Problems and methodology in the compilation of an atlas for American literature : Henry Thoreau : a case study
Degree GrantorUniversity of Canterbury
Degree NameDoctor of Philosophy
This thesis is an investigation of the "sense of place” in American literature and the use of setting in selected works by four major American authors. A theory about the importance of setting in American writing is postulated and four caegories are established for defining an author's use of setting in his work. Regional and local color writing are discussed because of their special interest in the physical environment of their characters. A survey is made of the importance of setting in the work of major authors from the time of Benjamin Franklin to that of Ernest Hemingway. The general problems involved in providing suitable maps and illustrations for an "Atlas for American Literature" are studied, and methods for solving these problems discussed.
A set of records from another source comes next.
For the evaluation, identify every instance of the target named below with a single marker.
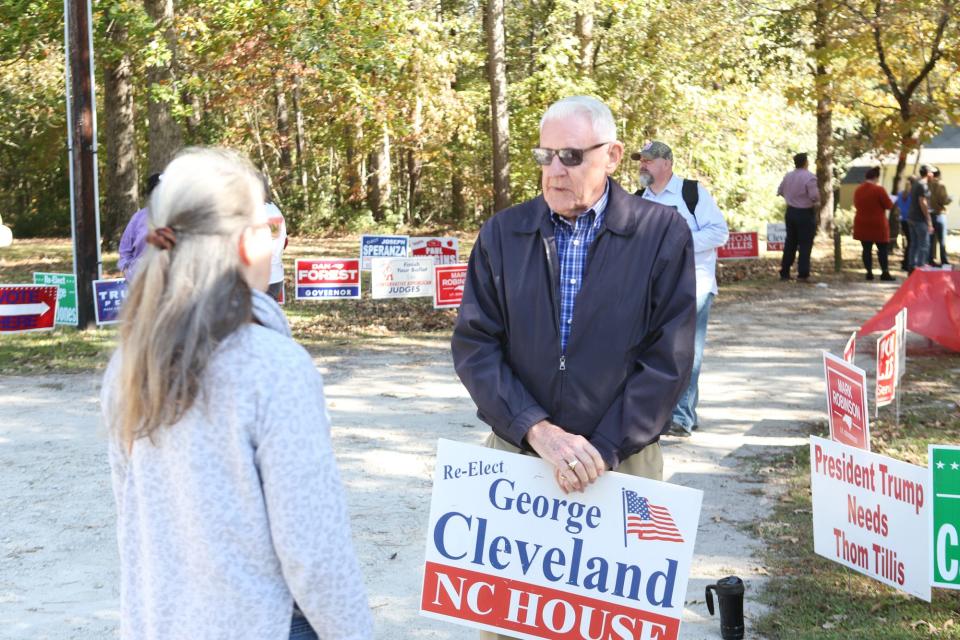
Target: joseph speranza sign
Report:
(870, 513)
(508, 552)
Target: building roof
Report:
(856, 175)
(949, 138)
(944, 148)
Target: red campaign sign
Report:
(442, 250)
(25, 307)
(327, 278)
(448, 290)
(534, 610)
(887, 367)
(741, 245)
(847, 402)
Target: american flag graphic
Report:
(648, 521)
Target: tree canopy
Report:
(379, 113)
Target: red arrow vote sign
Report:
(25, 307)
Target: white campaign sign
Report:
(870, 513)
(401, 277)
(507, 551)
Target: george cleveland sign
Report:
(508, 552)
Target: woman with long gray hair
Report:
(231, 519)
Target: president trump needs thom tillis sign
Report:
(507, 551)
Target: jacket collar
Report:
(619, 216)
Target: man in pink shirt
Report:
(799, 189)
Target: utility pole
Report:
(82, 144)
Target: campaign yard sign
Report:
(26, 307)
(508, 552)
(327, 278)
(776, 236)
(870, 513)
(442, 250)
(847, 402)
(887, 367)
(382, 247)
(401, 278)
(741, 245)
(449, 281)
(901, 324)
(108, 297)
(944, 467)
(67, 297)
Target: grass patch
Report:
(812, 597)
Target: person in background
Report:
(134, 239)
(709, 230)
(799, 189)
(921, 225)
(231, 518)
(938, 213)
(278, 231)
(870, 222)
(903, 207)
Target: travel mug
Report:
(730, 600)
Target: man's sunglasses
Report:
(568, 157)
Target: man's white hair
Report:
(601, 119)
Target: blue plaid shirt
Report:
(573, 243)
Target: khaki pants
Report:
(646, 463)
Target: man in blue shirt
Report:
(709, 231)
(575, 334)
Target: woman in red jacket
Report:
(870, 223)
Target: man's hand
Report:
(576, 462)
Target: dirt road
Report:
(761, 381)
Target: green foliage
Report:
(728, 84)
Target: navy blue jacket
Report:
(630, 350)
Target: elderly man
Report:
(575, 334)
(709, 230)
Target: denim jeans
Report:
(300, 629)
(919, 244)
(801, 230)
(685, 413)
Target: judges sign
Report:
(402, 278)
(508, 552)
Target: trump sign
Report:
(508, 552)
(327, 278)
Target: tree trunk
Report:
(120, 138)
(354, 168)
(823, 88)
(415, 164)
(585, 36)
(499, 116)
(378, 178)
(301, 144)
(163, 134)
(283, 128)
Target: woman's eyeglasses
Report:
(568, 157)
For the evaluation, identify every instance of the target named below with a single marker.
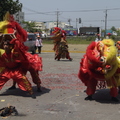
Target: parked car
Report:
(30, 42)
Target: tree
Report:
(113, 28)
(9, 5)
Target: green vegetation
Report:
(79, 40)
(9, 6)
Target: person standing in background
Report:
(98, 38)
(38, 44)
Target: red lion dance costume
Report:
(100, 67)
(60, 44)
(12, 31)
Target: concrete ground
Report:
(62, 96)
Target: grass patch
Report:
(77, 39)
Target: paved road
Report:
(62, 97)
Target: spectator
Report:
(98, 38)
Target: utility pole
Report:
(57, 18)
(69, 20)
(105, 22)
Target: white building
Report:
(19, 17)
(60, 24)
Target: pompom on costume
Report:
(100, 67)
(60, 44)
(12, 31)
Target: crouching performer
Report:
(11, 62)
(60, 44)
(15, 35)
(100, 67)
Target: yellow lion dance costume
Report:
(100, 66)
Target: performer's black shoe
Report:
(39, 90)
(89, 97)
(114, 99)
(12, 88)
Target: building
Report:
(19, 17)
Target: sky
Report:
(91, 12)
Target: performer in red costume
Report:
(11, 62)
(12, 31)
(60, 44)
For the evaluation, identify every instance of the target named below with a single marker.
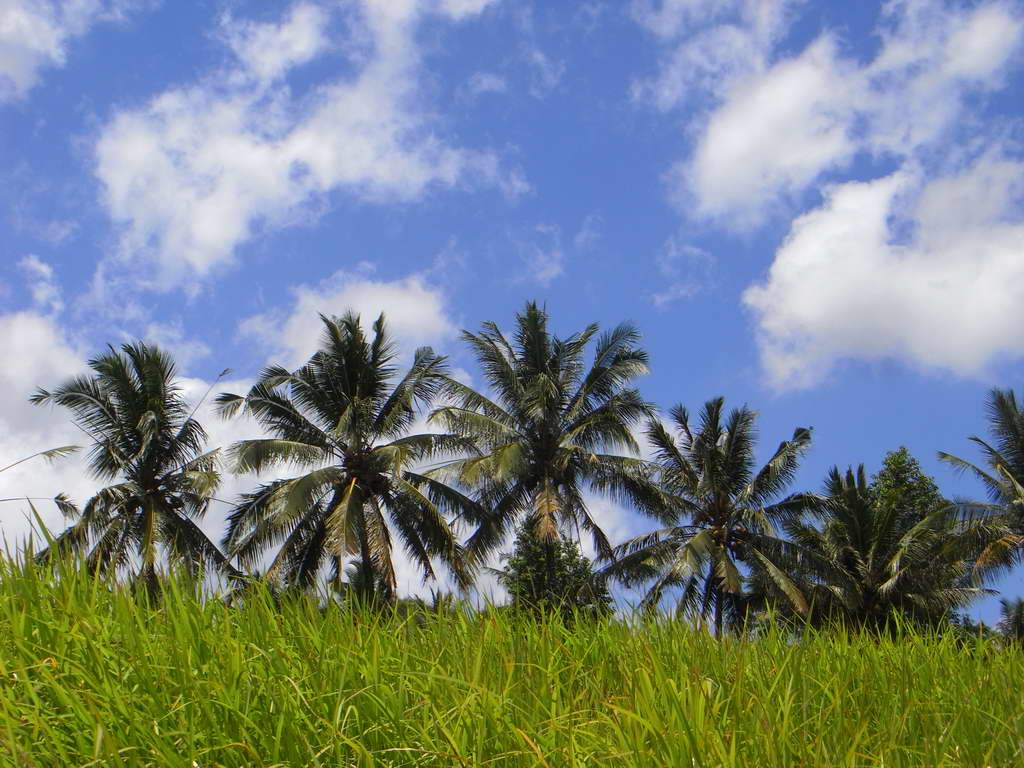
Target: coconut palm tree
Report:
(1003, 479)
(865, 558)
(144, 434)
(548, 429)
(720, 515)
(343, 419)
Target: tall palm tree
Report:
(550, 427)
(720, 515)
(144, 434)
(344, 420)
(864, 559)
(1003, 479)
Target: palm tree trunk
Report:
(719, 597)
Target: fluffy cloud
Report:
(36, 352)
(201, 169)
(776, 124)
(686, 270)
(35, 34)
(850, 282)
(416, 311)
(46, 293)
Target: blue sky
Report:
(816, 209)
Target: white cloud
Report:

Examples of specific problems and solutions to these problems are provided by maps and illustrations for one book by each of three authors who represent important periods in American literary development, namely James Fenimore Cooper, Mark Twain and John Steinbeck. The latter half of the thesis is a comprehensive study of the setting of all of Henry David Thoreau's writings and the provision of maps and illustrations to accompany them. Maps by Thoreau, contemporary maps and modern reconstructions are included, as well as selected illustrations relevant to the settings of his work. A chronology of all of Thoreau's travels beyond the Concord and Boston area has been compiled and a partial index drawn up for the thirty-six maps.